Slade: We enjoy listening and playing a wide variety of styles, so there isn't just one clear path. Anything goes when we chase new ideas.
J.I.: Next album will be completely different, fast and groovy and I hope folks will be very surprised. As long as the songs are good I do not want to genre fuck our stuff. A good part of it has already taken a hold of us four, like a possession. I hope we are ready for the studio by autumn.
12.What are some of the bands or musical styles that have had an influence on your music and also what are you listening to nowadays?
GG: Iron Maiden is the best of them all. My first love and still going. Other "all time favourites" include Bad Religion, Slayer, Cannibal Corpse, Anal Cunt and Scandinavian metal. I'm influenced mostly by great drummers. For example Nicko McBrain, Nicke Andersson, Mark Zonder, Bobby Schayer and Dave Lombardo, to name a few. I don't mind the technical capabilities of musicians, but the groove is important. Nowadays I listen mostly to old heavy metal, speed and thrash metal.
Slade: Chuck Schuldiner, Trey Azagthoth, Randy Rhoads... This list would go on, but gotta add that for me punk has always been a core influencer as well
J.I.: For me, there are so many influences. I have always loved music in all forms. I maybe got hung up on things when I was younger that I am not hung up on any more so now I just like what I like. Big influences for me are DIO, Thin Lizzy, Black Flag, NOFX, Death, Manilla Road, Pink Floyd, Iron Maiden, Dark Throne, Dissection, Bad Religion, Darkened Nocturn Slaughtercult, Marduk of course, Waylon Jennings, Carcass, Hank Williams, my list of influences could go on and on. Lately I have been listening to old heavy metal and black metal. I listen to a lot of outlaw country all the time and rock and roll. Slade turned me on to UFO 2 last year which is an amazing record, thanks Slade.

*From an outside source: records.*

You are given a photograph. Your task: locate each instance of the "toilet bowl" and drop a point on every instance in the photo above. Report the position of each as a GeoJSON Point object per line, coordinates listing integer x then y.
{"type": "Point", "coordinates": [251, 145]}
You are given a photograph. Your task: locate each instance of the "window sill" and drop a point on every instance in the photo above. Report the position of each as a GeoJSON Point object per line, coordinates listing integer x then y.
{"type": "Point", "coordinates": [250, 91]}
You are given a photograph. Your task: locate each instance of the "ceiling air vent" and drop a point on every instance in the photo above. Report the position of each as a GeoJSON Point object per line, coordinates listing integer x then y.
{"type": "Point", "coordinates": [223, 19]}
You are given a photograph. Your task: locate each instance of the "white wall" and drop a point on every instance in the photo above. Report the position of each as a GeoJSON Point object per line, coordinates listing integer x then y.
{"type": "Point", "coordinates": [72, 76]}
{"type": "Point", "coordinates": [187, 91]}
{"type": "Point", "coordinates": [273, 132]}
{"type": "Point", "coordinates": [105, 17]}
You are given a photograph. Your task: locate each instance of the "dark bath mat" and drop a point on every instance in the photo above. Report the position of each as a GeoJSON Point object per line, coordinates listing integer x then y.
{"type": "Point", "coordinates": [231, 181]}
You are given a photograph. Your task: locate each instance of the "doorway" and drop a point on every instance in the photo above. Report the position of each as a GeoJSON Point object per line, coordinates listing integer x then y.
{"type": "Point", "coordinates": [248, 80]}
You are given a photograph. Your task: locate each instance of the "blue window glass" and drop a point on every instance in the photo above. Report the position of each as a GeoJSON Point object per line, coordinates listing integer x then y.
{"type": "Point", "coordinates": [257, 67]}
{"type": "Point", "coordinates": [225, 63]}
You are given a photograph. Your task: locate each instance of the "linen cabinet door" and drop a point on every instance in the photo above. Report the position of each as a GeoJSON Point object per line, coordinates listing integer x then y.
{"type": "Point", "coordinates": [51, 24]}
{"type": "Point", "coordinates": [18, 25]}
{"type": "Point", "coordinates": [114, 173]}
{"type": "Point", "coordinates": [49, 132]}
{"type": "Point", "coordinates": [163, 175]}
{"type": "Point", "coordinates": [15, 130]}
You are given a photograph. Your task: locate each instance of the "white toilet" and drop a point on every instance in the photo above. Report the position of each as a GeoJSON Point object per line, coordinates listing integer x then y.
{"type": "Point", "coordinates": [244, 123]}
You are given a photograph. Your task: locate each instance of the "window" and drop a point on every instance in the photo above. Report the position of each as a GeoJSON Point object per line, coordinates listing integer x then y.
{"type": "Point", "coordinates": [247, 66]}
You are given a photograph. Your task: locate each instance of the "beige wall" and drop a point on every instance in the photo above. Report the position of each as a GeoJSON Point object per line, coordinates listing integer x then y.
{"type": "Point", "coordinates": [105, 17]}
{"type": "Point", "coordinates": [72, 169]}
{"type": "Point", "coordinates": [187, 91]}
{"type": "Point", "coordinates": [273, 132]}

Kife: I grew up listening stuff like Sepultura, Anthrax, Testament, Megadeth and Bad Religion for example. Guitar players like Andreas Kisser and Fast Eddie Clarke. And Roope Latvala from Stone. As my musical taste has been expanding, i've been more in to older rock from the late 60's and 70's.
13.Before we wrap up this interview, do you have any final words or thoughts?
GG: No. Yeah. Thanks for the interview, man.
Slade: Slade: Shub-gnoð-gnoð
J.I.: Thank you for speaking with us. I hope that folks give the whole record a listen start to finish and if they don't like it they can get out.
Again, thank you for your interest in Grave Violator and for interviewing us.